Sunday, July 15, 2007

Dzi Beads

Many people have written to ask about these beads. Yes, it is true, they are listed in the materia medica of Tibetan traditional medicine. No, they are not petrified worms from outer space. They are etched agates, ultimately of Mesopotamian origin. You can find authoritative information about them in Etched Carnelian Beads by Horace Beck (1933), Etched Beads in India by M.G. Dikshit (1949), and Etched Beads and dZi Beads by Peter Francis, Jr.

The best place to buy them is in the pawnshops in Lhasa.

What should you pay, and what are they worth?

I have no idea.

Many years ago, Tarthang Rinpoche and I were dead broke, and the landlady was adamant: we either paid up or else. We were sitting around, more or less stunned by poverty, trying to find ways to raise the rent. Finally, he sighed, went upstairs to his trunk, and came back with a solid gold spoon, a complete Tibetan saddle, and a single Dzi bead. "What do you think we could get for these?" he asked, triumphantly.

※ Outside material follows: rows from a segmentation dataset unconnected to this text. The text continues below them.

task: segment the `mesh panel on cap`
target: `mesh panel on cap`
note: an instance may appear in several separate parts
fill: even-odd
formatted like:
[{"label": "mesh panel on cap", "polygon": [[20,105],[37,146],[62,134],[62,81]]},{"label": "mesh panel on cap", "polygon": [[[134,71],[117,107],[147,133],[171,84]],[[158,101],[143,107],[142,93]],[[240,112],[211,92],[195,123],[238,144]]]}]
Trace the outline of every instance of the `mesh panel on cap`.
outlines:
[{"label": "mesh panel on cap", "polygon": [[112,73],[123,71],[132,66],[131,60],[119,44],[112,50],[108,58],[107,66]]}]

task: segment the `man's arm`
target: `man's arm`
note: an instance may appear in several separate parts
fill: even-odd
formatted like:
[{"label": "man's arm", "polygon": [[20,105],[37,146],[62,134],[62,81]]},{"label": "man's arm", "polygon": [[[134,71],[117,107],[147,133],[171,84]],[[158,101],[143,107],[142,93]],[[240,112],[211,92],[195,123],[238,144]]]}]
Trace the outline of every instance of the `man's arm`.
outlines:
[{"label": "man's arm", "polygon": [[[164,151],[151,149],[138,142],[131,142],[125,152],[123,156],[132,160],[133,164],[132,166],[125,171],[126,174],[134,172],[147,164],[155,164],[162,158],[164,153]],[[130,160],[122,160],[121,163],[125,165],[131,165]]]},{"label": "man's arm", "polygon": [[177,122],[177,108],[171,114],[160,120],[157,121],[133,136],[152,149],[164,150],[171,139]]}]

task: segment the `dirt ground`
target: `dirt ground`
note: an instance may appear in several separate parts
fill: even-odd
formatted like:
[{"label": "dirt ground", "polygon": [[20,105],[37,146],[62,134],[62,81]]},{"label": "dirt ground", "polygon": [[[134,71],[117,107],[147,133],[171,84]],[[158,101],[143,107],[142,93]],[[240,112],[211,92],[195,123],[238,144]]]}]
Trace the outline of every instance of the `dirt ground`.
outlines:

"Well," I opined, "we will surely get something for the spoon, and we might get something for the saddle, but the bead won't even get us on the bus."

Buying these beads is worse than buying jade. Jade has no price. What is worth $5.00 to me might be worth $5,000.00 to you, and vice-versa.

Do Tibetans really value these beads?

Yes, they really do.

His Holiness Dilgo Khyentse Rinpoche (1910-1991) wore these beads on a necklace.